What do you mean here? 20% of the output average? 20% of the input level?

I doubt that I can help much, but someone else may be able to once you fix this description. Inductors are not so common for smoothing nowadays. Have you covered this topic in class?
also if say the supply frequency was 100 hz is it correct to persume that the out put would be 600 hz ect
Yes, I think so.
 
hi

thanks for your time

it means 20 % of the output frequency ie 300 x 0.2 = 60 hz
I got an answer as


max ripple=1/((2pi (L /R)) 60= 10/2pi.L = 26 milli h

looks ok

regards
 
hi again

i should have mentioned the input as being 3 phase 50 hz

regards
 
commelion said:
it means 20 % of the output frequency ie 300 x 0.2 = 60 hz
I got an answer as

max ripple=1/((2pi (L /R)) 60= 10/2pi.L = 26 milli h

looks ok
Hmm, there are some things not clear in your rule of thumb there. I surmize that the method you are following is to design a low-pass LR filter having a bandwidth = 20% of the output frequency. That's fair enough.

Your formula 1/((2pi (L /R)) looks appropriate, too. But from where did you pluck your value for R? You seem to be assuming R equals 10Ω, though I can see nothing in the question that could lead to this or any other value. :confused:
 
NascentOxygen said:
Hmm, there are some things not clear in your rule of thumb there. I surmize that the method you are following is to design a low-pass LR filter having a bandwidth = 20% of the output frequency. That's fair enough.

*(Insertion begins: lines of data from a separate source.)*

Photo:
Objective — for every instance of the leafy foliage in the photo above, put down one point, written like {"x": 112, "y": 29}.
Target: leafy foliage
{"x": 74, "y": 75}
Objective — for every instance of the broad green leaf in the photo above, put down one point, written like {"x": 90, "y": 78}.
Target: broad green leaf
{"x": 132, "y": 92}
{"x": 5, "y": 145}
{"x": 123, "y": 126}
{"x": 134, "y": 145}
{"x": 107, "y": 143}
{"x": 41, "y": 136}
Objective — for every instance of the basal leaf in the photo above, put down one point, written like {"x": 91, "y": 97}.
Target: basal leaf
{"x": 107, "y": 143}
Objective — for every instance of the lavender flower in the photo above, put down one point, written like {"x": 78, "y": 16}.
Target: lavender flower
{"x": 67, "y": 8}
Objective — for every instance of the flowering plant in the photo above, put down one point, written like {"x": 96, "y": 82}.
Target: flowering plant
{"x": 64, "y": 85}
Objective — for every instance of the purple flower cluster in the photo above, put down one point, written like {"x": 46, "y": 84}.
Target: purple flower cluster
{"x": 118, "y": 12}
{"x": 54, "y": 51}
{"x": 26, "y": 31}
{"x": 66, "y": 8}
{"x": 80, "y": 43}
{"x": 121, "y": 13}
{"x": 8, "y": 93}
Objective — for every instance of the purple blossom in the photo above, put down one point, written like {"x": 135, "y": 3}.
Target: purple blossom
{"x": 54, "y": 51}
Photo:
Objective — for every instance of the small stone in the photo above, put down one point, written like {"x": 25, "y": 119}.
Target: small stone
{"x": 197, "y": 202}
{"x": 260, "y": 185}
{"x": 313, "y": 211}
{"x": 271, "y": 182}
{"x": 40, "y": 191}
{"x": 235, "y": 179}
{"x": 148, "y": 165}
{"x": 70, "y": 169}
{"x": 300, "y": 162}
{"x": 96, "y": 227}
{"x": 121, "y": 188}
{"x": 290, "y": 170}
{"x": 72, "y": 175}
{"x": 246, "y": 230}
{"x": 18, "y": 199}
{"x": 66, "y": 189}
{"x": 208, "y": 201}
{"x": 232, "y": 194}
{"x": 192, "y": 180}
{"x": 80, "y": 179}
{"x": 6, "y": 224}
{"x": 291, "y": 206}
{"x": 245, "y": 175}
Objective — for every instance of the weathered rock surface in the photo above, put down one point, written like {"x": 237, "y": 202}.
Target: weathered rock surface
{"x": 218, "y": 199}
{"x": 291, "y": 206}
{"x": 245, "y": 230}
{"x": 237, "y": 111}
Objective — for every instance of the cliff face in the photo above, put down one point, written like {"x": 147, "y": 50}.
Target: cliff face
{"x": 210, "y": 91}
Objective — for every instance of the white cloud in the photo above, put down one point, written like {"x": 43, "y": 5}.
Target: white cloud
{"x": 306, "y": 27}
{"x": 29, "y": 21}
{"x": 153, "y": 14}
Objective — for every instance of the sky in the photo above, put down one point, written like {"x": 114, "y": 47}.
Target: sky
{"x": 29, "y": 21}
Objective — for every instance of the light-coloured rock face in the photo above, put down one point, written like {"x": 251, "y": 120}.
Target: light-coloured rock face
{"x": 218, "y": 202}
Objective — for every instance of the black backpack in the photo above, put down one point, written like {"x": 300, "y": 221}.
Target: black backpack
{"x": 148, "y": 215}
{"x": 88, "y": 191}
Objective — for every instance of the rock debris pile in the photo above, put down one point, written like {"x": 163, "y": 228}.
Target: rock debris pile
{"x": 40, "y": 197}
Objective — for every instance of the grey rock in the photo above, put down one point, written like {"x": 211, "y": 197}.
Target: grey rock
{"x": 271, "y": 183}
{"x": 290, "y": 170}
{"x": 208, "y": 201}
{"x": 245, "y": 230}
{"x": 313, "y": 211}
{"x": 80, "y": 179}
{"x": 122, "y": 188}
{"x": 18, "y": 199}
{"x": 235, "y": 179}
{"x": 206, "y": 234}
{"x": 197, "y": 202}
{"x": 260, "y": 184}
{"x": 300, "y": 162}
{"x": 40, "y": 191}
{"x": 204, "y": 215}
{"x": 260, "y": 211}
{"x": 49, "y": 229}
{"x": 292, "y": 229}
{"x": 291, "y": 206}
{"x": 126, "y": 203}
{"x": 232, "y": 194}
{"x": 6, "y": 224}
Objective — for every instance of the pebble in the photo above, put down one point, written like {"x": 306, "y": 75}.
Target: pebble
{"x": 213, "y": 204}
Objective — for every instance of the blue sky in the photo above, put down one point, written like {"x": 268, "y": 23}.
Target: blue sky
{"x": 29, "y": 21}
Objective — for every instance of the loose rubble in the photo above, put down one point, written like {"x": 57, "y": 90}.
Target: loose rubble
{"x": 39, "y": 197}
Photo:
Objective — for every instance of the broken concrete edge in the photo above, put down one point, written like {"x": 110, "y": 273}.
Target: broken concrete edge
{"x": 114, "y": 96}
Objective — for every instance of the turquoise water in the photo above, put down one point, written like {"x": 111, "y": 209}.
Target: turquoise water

Your formula 1/((2pi (L /R)) looks appropriate, too. But from where did you pluck your value for R? You seem to be assuming R equals 10Ω, though I can see nothing in the question that could lead to this or any other value. :confused:

appoligies the question states the output voltage as being 150 volts/ current 15 amps, and ignore inductor losses

cheers